Moreover, when it cools naturally by invention of patent document 2, it will take a long time to return to room temperature, and productivity will fall remarkably.
In the invention of Patent Document 3, since water that is constantly heated circulates in the apparatus, there is a risk of giving a thermal burden to the membrane and the resin, and the temperature of the purified water in the purified water tank is high. When used for medical purified water, there is a possibility that it cannot be used in an emergency.
In order to avoid a sudden temperature drop when cooling the inside of the apparatus with raw water at room temperature, a method of cooling while supplying the raw water intermittently has been conventionally performed.
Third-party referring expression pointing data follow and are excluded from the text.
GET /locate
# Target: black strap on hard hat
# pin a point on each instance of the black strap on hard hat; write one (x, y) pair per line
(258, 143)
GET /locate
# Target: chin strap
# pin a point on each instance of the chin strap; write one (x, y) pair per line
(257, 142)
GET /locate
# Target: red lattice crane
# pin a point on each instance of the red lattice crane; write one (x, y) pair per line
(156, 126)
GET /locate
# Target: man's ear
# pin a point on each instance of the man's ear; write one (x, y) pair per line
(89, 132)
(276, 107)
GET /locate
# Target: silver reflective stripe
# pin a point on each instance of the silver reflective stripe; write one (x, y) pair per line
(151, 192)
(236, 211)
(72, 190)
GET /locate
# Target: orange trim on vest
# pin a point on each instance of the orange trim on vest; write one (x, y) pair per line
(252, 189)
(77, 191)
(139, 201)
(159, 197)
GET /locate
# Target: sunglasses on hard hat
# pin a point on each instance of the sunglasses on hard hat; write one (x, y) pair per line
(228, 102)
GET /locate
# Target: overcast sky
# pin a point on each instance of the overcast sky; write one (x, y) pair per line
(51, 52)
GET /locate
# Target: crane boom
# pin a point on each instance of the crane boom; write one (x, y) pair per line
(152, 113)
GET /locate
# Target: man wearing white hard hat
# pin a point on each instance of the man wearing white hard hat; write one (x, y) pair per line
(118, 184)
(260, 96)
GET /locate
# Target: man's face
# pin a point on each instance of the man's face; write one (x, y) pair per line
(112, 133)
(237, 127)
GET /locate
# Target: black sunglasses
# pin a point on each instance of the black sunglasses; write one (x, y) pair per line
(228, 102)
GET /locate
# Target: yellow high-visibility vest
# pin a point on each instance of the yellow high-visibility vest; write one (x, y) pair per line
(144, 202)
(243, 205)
However, this method requires complicated adjustment and setting of intermittent water supply starting and stopping, and in addition, a sudden drop in water temperature during intermittent water supply is unavoidable.

  The present invention can heat and sterilize the inside of a device without producing a rapid temperature change in heating and cooling for heat sterilization of the device when producing purified water for medical use with a device for producing medical purified water. In addition, an object of the present invention is to provide a device for producing purified medical water capable of cooling the inside of the device after heat sterilization by an easy operation and an operation method thereof.
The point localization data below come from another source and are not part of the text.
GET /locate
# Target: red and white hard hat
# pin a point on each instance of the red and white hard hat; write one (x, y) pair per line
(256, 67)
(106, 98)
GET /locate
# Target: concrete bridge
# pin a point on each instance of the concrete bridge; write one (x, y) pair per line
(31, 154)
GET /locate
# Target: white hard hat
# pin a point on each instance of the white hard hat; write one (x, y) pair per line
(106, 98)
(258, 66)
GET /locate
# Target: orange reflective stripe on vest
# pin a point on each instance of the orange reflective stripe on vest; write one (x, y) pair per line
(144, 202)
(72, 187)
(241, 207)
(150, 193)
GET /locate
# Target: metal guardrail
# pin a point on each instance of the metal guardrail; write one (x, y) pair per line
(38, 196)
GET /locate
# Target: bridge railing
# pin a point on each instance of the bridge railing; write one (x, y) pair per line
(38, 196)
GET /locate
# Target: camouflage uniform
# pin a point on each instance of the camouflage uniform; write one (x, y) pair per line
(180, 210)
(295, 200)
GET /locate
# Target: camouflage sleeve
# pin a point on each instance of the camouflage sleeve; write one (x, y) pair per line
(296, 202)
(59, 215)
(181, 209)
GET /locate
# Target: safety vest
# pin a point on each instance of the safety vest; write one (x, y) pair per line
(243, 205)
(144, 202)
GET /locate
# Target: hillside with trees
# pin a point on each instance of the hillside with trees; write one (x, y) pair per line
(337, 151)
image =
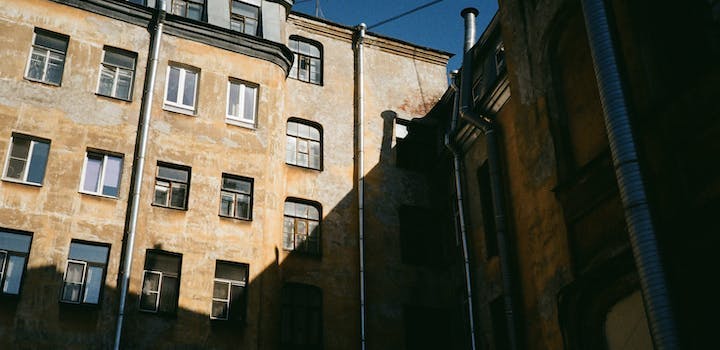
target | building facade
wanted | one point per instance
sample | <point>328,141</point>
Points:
<point>247,223</point>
As a means for solving the problems, the present invention
An adsorption device (3) with activated carbon;
Reverse osmosis membrane treatment equipment (hereinafter referred to as “RO equipment”) (5),
RO water tank (6) provided with heating means (6a) for storing treated water (hereinafter referred to as “RO water”) treated by the RO device (5);
It has a heat exchanger (8) that is connected to the RO water tank (6) and has means for cooling with raw water,
The raw water supply source and the activated carbon device (3) are connected by the raw water supply line (11, 12, 13),
Activated carbon device (3) and RO device (5) are connected by pretreatment water line (14),
RO device (5) and RO water tank (6) are connected by RO water line (17),
RO water tank (6) and intake section are connected by intake line (18),
RO water tank (6) and heat exchanger (8) are connected to RO water tank (6) to heat exchanger (8) with an incoming water line (18, 21) and from heat exchanger (8) to RO water tank ( 6) A device for producing purified water for medical use connected to a water discharge line (22) to 6)
It has a circulation line that circulates hot water or cooling water when the production of medical purified water stops.
The circulation line is a combination of a first circulation line and a second circulation line;
The first circulation line is a circulation line that returns from the RO water tank (6) to the RO water tank (6) through the incoming water line (18, 21), the heat exchanger (8), the outgoing water line (22),
The second circulation line from the RO water tank (6), the intake line (18), the line (23), the raw water supply line (13), the activated carbon device (3), the pretreatment water line (14), the RO device (5 ), An apparatus for producing purified water for medical use, which is a circulation line that returns to the RO water tank (6) through the RO water line (17), and an operation method thereof.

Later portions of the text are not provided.